E che ai vertici della Federazione si susseguono da anni dirigenti che hanno dimostrato di non riuscire ad indirizzare il mondo del pallone su quei binari che, nel corso degli ultimi vent’anni, hanno avvicinato campionati di calcio europei al modello privatistico che regola l’Nba (si guardi alla Premier League, per esempio). Un mix che ha iniettato nel calcio italiano, con Calciopoli, veleni che l’organismo del pallone impiegherà generazioni a debellare. Con sentenze sclerotiche (il sistema arbitri-dirigenti ha visto, con pochissime eccezioni, condannare solo questi ultimi e le relative squadre), dopo processi contingentati in una manciata di giorni. Tre giorni soli, ad esempio, dovevano essere sufficienti alle difese dei deferiti per leggersi le migliaia di pagine dei faldoni del procedimento, per elaborare un’arringa che, in soli venti minuti, avrebbe dovuto illustrare le ragioni dei presunti rei. Tempi e metodi che, uniti alla spasmodica attenzione della stampa per il rotolamento del pallone sui grandi prati verdi, portò a celebrare i processi (sportivi) in piazza. 

La sete di sangue e il lancio di metaforiche monetine contro i due grandi Babau del calcio italiano, Juventus e Milan, fu placata con un giro di sentenze manettare contro club e dirigenti.

E se Calciopoli, volendo semplificare, si è dimostrata la Tangentopoli dell’italico sport, peggio si rischia di combinare con il caso Calcioscommesse. Perché truccare il risultato di una partita, truffando agenzie di scommesse e scommettitori, è un reato che se c’entra con l’etica sportiva ancor più attiene alla giustizia ordinaria. E che avrebbe bisogno, nella sua valutazione, di quel sistema di garanzie che il processo sportivo tende a negare. 

Si prenda il caso dell’allenatore della Juventus, Antonio Conte. È stato accusato da un suo ex giocatore, Filippo Carobbio, di essere stato parte, insieme al Siena, società nella quale militavano entrambi, della combine di un incontro con il Novara. Una dichiarazione che non ha mai trovato riscontro alcuno: non ci sono testimonianze concordi, né una movimentazione di denaro a comprovarlo. Ma il capo dei pm sportivi, Stefano Palazzi, ha deciso di incriminare lo stesso Conte. Non per aver partecipato alla frode della quale è accusato, ma per aver omesso di denunciarla. Un’accusa arbitraria alla quale è seguita un’incriminazione altrettanto arbitraria. Un bizzarro modo di appurare la verità dei fatti. Di fronte alla quale l’imputato, a strettissimo giro di posta, ha in carico l’obbligo di dimostrare la propria innocenza. E, in mancanza di prove concrete a suo discapito, di patteggiare forfettariamente una pena.
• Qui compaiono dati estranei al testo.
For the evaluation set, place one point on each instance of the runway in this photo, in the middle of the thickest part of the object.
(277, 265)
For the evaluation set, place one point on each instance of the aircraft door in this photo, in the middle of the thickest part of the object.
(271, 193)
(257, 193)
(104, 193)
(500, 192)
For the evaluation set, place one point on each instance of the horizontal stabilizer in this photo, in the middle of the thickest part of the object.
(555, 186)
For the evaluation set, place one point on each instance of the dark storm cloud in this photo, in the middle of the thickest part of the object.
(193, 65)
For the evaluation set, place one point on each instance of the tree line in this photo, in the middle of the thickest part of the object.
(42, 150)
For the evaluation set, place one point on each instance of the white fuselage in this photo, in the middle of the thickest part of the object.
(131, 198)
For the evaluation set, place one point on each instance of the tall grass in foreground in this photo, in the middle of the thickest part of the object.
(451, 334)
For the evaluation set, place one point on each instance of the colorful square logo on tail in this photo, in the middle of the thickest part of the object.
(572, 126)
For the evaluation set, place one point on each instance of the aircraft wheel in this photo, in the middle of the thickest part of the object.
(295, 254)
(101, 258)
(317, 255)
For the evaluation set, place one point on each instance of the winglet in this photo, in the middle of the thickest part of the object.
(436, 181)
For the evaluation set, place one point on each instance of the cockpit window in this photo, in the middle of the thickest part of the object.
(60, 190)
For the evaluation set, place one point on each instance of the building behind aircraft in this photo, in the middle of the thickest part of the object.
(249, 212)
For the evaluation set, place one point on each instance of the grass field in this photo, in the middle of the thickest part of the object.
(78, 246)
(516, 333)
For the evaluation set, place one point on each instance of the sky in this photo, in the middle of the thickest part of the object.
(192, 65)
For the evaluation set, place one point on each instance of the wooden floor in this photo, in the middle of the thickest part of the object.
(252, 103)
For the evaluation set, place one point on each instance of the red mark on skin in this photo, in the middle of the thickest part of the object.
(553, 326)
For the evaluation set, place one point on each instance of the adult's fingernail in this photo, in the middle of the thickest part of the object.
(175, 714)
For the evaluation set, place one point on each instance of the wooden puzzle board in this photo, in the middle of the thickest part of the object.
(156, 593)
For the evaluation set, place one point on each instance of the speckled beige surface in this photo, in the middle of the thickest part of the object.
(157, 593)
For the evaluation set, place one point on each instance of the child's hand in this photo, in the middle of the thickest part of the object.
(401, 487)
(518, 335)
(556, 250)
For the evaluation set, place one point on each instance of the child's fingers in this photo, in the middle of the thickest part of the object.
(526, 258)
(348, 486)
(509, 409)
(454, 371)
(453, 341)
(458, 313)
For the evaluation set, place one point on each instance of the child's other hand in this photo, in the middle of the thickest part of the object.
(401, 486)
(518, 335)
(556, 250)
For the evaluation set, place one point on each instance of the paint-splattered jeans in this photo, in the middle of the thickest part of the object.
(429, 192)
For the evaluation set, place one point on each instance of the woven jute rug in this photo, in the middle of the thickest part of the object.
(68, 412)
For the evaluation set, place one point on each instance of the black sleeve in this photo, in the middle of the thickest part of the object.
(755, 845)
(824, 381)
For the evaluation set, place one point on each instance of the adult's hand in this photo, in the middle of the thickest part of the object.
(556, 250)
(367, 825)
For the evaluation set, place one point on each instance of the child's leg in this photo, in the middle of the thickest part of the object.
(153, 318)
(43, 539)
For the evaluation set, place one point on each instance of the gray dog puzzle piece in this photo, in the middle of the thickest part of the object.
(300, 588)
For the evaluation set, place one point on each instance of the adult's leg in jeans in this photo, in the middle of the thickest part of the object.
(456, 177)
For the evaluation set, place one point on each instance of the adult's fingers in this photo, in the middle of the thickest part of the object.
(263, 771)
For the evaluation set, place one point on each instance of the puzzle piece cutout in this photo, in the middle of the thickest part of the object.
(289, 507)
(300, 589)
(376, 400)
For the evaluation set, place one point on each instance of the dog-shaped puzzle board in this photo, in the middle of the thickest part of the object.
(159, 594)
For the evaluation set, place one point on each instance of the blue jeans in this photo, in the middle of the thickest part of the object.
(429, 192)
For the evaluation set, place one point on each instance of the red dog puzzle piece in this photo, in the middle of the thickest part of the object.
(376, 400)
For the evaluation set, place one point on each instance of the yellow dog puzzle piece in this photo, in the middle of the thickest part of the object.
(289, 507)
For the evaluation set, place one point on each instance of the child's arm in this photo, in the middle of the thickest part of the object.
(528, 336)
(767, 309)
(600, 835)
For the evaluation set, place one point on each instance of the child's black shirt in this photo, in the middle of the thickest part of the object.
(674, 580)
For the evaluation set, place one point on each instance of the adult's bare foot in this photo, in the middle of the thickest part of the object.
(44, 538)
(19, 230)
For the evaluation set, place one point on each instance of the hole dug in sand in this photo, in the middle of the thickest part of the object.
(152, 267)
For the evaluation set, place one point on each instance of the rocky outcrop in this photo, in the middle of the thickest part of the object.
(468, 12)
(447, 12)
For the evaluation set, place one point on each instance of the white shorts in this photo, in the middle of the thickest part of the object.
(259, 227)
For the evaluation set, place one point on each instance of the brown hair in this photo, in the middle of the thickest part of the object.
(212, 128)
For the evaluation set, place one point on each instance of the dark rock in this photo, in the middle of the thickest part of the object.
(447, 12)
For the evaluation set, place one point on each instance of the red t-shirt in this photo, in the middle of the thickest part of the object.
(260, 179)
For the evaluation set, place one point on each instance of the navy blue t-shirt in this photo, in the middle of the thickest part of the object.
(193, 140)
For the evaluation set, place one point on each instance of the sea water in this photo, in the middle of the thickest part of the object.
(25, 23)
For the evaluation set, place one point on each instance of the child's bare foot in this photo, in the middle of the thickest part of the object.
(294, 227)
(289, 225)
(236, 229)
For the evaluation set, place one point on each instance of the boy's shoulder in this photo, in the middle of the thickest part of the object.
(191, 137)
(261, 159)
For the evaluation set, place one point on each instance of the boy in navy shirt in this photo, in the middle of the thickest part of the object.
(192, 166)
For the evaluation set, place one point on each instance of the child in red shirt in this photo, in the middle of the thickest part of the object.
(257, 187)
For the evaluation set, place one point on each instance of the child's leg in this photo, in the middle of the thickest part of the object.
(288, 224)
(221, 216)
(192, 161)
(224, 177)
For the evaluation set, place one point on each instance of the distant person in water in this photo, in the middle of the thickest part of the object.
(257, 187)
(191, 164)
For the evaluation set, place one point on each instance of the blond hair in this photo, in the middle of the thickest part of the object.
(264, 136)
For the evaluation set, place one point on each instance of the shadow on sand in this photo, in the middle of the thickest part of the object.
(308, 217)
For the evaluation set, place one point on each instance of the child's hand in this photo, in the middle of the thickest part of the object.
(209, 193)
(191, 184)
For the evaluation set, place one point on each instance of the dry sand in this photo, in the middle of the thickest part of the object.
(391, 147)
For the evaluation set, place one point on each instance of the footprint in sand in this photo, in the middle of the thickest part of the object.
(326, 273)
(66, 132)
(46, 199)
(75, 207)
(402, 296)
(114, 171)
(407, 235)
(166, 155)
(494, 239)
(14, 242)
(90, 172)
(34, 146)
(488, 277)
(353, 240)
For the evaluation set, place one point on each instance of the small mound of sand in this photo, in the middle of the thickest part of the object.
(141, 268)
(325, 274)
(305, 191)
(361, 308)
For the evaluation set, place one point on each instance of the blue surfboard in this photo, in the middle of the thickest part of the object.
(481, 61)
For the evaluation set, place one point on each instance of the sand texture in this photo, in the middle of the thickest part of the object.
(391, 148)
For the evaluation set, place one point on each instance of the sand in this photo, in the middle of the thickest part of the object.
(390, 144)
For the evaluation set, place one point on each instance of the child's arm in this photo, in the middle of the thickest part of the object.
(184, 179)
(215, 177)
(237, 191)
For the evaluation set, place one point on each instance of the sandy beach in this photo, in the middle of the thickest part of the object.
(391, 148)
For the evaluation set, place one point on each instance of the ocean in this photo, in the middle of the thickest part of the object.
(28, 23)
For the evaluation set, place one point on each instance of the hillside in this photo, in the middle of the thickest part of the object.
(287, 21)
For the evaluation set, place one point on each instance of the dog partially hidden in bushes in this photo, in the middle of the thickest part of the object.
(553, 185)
Se l’allenatore juventino ha una colpa, è quella di aver cercato di concordare l’entità della propria squalifica con chi ha portato avanti, in un contesto di regole fumose e incoerenti, un processo indiziario. Nel quale magistratura inquirente e giudicante si sono accontentate di presumere un reato, rilevante anche per la magistratura ordinaria. Lasciando al cittadino Conte l’onere di smontare quella che, in un qualsiasi stato di diritto, si configura come una diceria. Come succedeva con le streghe nel Medioevo. Come è successo con Tangentopoli.

Nonostante piacciano molto alla stampa-bene e ai salotti-buoni del paese, non sarebbe l’ora di smetterla di istituzionalizzare queste class-action caciarone da frignoni del campetto? Quello forte, stronzo e antipatico - nonostante sia tale - ha lo stesso diritto di giocare degli altri. Bisogna farsene una ragione.